SCHNEIDER PLAYS AT THE FAIR

Nick Schneider performs a set during a musical showcase Tuesday evening at the Warren County Fair. 

Moments after performing a set to those watching the main stage at the Warren County Fair, Nick Schneider was circling the ring with his show hog. The Fair, which kicked off on Tuesday night, has long been a tradition for the young man and his family.

“I’ve always grown up showing at the fair,” said Schneider. “It teaches the kids responsibility, and they get to come out here and have fun. I’ve also got nieces and nephews that are now involved.”

Schneider is just one of many volunteers who help make the Fair possible.

Schneider opened the entertainment as part of the music show that provided locals the opportunity to exhibit their talent. After completing his work at the livestock pavilion, he returned to close on the main stage.

“My older brother started playing guitar when I was in fifth grade, so when I was in about seventh grade I decided I wanted to learn how to play too,” said Schneider, who even performed two originals, including “Everyone in This Town.”
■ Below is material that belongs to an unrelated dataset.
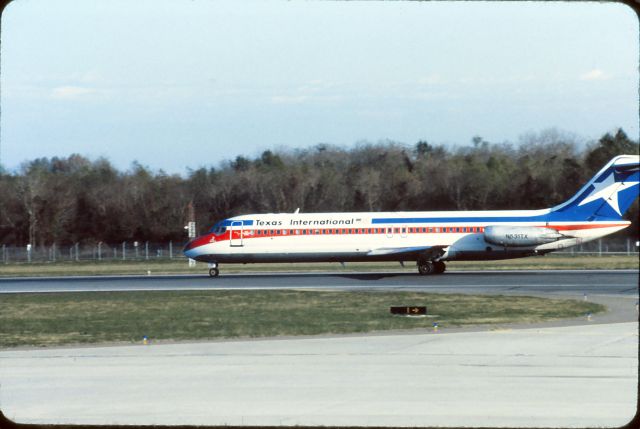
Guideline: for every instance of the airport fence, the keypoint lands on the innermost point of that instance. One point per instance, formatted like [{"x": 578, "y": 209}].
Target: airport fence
[{"x": 145, "y": 251}]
“I picked up an old guitar lying around the house. I’ve always been singing around the house, and it just kind of took off.”
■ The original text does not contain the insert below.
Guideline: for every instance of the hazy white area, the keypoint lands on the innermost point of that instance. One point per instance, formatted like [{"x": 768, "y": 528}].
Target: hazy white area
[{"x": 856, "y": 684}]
Perhaps just as busy was Sherry Kopmann, who was helping usher show contestants through the chutes and into the ring. What motivates her to continually donate so much time and energy to the event?

“Because it develops amazing kids that turn into hard-working, dependable and responsible young adults who are going to help the world,” said Kopmann.
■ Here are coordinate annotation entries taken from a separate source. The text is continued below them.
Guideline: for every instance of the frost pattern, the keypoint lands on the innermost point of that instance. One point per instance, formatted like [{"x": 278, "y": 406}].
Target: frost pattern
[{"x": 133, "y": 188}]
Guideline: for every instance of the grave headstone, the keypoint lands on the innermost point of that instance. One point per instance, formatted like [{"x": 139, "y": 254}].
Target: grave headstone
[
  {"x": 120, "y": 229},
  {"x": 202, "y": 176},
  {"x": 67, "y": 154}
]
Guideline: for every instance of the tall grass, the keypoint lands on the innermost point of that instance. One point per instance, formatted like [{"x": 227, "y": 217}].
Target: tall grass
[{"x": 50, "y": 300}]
The Marthasville native has volunteering at the Fair since 2006 — one year after she met her husband, Donnie, there. He is the swine superintendent of the Fair and has been involved for 25 years.

“It is a family affair, because Donnie has two kids running around with clipboards helping,” said Kopmann. “And we both have had kids involved in the show as well.”

Dozens of young livestock enthusiasts showed their sheep, goats and hogs on Tuesday to debut a busy week for local farmers.

Meanwhile, others from ages 3 into their 60s were enjoying the rides as part of the carnival. Fairgoers salivated over the decision of a funnel cake or deep-fried Snickers. The aromas of summertime filled the air as dust settled on the midway.

It was officially the beginning of a long-coveted county tradition.

Events will continue through July 6, with an animal costume contest, tractor pulls and barrel racing Friday evening, and greased pig scramble, demo derby, rodeo and fireworks Saturday evening.